L'employeur, qui n'a pas payé sa part de cotisation, invoque l'article 22.07 de la convention collective qui prévoit ce qui suit: 22.07 La Compagnie paie la valeur de trente-neuf cents ($0.39) par heure régulière travaillée pour chaque employé de l'unité de négocation pour la prime d'une police d'assurance collective...» L'employeur soumet qu'en vertu de la convention collective, la contribution de l'employeur est fonction du nombre d'heures régulières travaillées par chaque travailleur. Ainsi, lorsqu'un travailleur s'absente de son travail pour quelque raison que ce soit, y compris en raison d'une lésion professionnelle, l'employeur n'est pas tenu de payer sa part de contisation pendant cet absence.

La Commission d'appel ne partage pas cette interprétation.

En effet, en plus du lien d'emploi et du droit de retour au travail qui sont protégés par la loi pendant l'absence d'un travailleur en raison d'une lésion professionnelle, l'accumulation de l'ancienneté, du service continu de même que la participation aux régimes de retraite et d'assurance sont des éléments expressément protégés par la loi.

Accepter l'interprétation suggérée par l'employeur enlèverait tout effet à l'article 235. Selon la Commission d'appel, la loi étant d'ordre public, elle doit avoir préséance sur toute disposition qui aurait pour effet d'empêcher son application.

Il ne faut pas oublier, non plus, l'article 242 par lequel le législateur impose de considérer comme période réelle de travail celle pendant laquelle le travailleur s'est absenté en raison de sa lésion professionnelle.

242. Le travailleur qui réintègre son emploi ou un emploi équivalent a droit de recevoir le salaire et les avantages aux mêmes taux et conditions que ceux dont il bénéficierait s'il avait continué à exercer son emploi pendant son absence.

Le travailleur qui occupe un emploi convenable a droit de recevoir le salaire et les avantages liés à cet emploi, en tenant compte de l'ancienneté et du service continu qu'il a accumulés.

En conséquence, la Commission d'appel en vient à la conclusion que le travailleur a été victime d'une sanction ou d'une mesure au sens de l'article 32 de la loi.
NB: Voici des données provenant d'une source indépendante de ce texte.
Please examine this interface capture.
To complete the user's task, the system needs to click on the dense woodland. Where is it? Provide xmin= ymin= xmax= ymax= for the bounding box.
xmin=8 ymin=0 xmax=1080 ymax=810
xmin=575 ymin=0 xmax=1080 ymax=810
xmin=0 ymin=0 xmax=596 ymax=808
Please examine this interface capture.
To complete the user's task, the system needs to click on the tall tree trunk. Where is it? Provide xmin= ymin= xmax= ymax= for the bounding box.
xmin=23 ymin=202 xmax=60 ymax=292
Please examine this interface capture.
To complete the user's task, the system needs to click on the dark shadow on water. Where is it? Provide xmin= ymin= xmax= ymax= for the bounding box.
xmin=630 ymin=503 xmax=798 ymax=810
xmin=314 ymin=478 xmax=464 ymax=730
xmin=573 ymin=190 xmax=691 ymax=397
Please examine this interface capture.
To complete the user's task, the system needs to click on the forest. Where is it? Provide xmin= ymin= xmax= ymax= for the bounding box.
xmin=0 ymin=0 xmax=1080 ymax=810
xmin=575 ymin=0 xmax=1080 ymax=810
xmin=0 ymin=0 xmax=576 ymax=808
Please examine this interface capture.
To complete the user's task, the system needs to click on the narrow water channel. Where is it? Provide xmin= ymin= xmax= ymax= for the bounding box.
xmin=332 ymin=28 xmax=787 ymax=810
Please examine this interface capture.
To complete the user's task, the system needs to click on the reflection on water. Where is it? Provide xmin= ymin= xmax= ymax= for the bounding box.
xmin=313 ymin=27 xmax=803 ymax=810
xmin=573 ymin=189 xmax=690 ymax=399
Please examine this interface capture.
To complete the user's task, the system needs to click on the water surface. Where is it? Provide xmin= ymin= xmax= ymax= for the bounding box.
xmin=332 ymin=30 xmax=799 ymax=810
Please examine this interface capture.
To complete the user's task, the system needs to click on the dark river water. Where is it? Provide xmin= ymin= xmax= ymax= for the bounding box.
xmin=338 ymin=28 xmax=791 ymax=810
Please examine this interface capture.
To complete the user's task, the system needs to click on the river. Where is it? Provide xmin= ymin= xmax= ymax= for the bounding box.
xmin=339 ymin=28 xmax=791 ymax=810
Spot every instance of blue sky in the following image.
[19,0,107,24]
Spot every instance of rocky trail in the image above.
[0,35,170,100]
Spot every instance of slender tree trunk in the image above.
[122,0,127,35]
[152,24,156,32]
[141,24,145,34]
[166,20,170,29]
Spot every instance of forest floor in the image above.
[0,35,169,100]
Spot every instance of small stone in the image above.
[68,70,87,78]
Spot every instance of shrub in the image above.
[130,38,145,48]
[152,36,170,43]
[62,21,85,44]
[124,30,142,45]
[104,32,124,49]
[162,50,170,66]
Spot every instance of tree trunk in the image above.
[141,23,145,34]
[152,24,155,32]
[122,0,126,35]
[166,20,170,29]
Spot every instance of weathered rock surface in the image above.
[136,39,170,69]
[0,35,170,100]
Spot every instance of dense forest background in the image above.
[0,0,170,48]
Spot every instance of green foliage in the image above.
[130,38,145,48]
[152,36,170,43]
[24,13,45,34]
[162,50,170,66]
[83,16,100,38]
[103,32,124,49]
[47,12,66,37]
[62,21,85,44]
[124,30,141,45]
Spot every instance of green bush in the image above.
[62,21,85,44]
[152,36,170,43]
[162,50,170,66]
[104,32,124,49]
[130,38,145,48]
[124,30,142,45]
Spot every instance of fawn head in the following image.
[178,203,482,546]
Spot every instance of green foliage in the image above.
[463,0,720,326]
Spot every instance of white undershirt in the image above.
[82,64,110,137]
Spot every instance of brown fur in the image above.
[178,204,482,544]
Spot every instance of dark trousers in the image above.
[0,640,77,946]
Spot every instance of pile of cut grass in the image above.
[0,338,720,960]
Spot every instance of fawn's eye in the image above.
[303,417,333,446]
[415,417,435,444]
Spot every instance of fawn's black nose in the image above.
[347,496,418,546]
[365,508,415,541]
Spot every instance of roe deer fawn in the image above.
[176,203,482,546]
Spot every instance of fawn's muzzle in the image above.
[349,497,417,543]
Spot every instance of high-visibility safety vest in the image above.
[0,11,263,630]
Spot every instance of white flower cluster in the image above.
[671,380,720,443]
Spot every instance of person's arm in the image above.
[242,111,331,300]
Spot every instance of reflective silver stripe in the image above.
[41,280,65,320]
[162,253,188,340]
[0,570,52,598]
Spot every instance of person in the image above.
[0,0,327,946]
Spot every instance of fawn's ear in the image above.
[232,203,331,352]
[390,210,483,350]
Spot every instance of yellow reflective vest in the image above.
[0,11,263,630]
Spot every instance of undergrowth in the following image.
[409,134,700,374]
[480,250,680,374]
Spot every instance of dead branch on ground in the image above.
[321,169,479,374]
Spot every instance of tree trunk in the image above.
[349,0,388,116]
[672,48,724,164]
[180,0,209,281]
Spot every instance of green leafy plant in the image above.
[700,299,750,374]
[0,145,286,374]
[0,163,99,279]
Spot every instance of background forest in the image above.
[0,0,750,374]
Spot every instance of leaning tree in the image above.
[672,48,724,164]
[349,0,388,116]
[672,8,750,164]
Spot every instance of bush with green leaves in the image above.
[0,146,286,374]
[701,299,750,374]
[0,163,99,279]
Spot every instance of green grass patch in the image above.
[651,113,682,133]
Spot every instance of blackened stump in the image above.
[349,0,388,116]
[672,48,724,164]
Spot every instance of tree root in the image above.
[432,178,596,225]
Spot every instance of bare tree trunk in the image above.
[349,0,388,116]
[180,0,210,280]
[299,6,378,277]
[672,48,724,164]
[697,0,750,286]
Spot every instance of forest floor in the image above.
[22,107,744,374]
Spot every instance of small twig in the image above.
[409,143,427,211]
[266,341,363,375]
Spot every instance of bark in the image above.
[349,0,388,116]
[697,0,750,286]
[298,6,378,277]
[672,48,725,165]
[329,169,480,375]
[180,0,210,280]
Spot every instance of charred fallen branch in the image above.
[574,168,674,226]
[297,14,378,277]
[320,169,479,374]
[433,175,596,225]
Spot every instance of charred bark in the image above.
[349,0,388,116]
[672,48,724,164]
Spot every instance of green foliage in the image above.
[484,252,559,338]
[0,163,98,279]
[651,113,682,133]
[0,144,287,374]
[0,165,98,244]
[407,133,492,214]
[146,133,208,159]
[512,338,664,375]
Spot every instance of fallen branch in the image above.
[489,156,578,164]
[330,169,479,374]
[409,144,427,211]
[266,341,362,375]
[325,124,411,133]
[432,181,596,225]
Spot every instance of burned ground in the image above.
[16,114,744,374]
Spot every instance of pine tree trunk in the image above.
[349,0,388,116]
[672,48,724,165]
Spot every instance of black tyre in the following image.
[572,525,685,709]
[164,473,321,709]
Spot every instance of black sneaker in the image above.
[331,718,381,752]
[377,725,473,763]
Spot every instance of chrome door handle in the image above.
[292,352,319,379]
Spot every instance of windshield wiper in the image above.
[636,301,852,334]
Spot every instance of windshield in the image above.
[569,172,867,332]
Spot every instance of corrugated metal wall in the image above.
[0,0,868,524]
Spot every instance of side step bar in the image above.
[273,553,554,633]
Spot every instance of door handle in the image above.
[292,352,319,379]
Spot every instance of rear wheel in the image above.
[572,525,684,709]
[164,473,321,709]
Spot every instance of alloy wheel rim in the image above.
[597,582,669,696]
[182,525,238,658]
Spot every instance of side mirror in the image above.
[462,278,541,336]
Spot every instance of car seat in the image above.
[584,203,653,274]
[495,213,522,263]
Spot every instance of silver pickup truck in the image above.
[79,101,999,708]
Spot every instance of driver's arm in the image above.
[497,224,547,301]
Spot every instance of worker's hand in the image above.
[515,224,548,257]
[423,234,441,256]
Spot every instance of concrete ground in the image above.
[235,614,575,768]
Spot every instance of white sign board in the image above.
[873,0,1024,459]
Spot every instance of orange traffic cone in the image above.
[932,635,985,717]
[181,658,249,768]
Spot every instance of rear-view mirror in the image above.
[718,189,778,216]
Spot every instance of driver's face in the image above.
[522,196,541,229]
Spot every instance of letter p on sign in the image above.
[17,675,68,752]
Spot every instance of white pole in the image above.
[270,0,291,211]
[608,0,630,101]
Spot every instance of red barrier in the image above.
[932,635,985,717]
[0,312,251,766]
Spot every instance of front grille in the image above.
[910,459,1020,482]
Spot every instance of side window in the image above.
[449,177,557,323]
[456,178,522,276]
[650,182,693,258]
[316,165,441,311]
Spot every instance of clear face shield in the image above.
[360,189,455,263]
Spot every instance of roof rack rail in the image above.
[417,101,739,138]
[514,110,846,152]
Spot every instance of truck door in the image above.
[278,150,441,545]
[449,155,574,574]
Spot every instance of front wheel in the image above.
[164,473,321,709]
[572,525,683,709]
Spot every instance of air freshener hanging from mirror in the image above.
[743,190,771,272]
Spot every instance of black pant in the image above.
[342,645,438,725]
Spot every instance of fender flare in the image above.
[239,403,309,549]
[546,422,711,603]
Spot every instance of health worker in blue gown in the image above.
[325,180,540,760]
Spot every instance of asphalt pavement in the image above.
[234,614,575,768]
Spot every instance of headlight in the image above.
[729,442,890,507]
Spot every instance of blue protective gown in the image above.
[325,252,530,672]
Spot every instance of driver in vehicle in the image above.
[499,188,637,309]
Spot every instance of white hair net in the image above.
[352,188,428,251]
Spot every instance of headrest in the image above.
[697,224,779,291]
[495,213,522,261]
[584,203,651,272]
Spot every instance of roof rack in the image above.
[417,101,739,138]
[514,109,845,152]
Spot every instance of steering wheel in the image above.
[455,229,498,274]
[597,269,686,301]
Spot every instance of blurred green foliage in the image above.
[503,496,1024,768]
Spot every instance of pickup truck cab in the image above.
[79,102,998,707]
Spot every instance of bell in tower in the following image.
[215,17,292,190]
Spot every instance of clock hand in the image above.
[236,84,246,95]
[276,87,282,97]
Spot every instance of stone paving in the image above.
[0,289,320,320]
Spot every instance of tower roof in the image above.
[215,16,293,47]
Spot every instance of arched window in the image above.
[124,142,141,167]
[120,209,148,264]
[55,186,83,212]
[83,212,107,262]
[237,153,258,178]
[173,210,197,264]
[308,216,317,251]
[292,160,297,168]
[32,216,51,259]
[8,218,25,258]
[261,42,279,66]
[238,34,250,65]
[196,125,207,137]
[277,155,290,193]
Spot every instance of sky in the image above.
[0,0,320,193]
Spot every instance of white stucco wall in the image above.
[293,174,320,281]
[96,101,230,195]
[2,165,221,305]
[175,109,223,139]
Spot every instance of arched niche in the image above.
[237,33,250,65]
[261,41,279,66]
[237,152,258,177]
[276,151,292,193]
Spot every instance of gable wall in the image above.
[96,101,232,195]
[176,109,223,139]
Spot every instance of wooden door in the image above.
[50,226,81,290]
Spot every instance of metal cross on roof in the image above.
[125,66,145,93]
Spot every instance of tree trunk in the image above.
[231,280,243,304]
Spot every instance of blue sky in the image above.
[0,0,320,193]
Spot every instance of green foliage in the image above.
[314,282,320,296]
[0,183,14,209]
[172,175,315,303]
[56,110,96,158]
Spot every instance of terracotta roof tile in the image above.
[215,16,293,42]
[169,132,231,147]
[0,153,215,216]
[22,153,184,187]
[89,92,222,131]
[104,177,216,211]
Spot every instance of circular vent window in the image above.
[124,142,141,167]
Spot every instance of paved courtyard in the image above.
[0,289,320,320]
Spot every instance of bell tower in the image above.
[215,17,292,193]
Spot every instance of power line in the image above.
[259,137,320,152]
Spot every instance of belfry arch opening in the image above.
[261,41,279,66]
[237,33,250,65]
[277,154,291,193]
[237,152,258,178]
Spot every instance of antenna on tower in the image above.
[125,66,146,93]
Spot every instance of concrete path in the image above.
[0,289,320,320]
POUR CES MOTIFS, LA COMMISSION D'APPEL EN MATIERE DE LÉSIONS PROFESSIONNELLES ACCUEILLE l'appel du travailleur, monsieur Gilbert Laprade; INFIRME la décision rendue le 10 septembre 1991 par le bureau de révision; DÉCLARE que le travailleur a été victime d'une sanction au sens de l'article 32 de la Loi sur les accidents du travail et les maladies professionnelles; ORDONNE à l'employeur de verser sa part de cotisation au régime d'assurance-collective pendant la période où le travailleur s'est absenté de son travail en raison de sa lésion professionnelle.

Élaine Harvey, commissaire Monsieur Valmore Nadeau 56, rue Dorais Chateauguay (Québec) J6K 5B2 Représentant de la partie appelante Monsieur André Durocher Syndic 2100, rue Remembrance Lachine (Québec) H8S 1X3 Représentant de la partie intéressée

AVIS :
Le lecteur doit s'assurer que les décisions consultées sont finales et sans appel; la consultation du plumitif s'avère une précaution utile.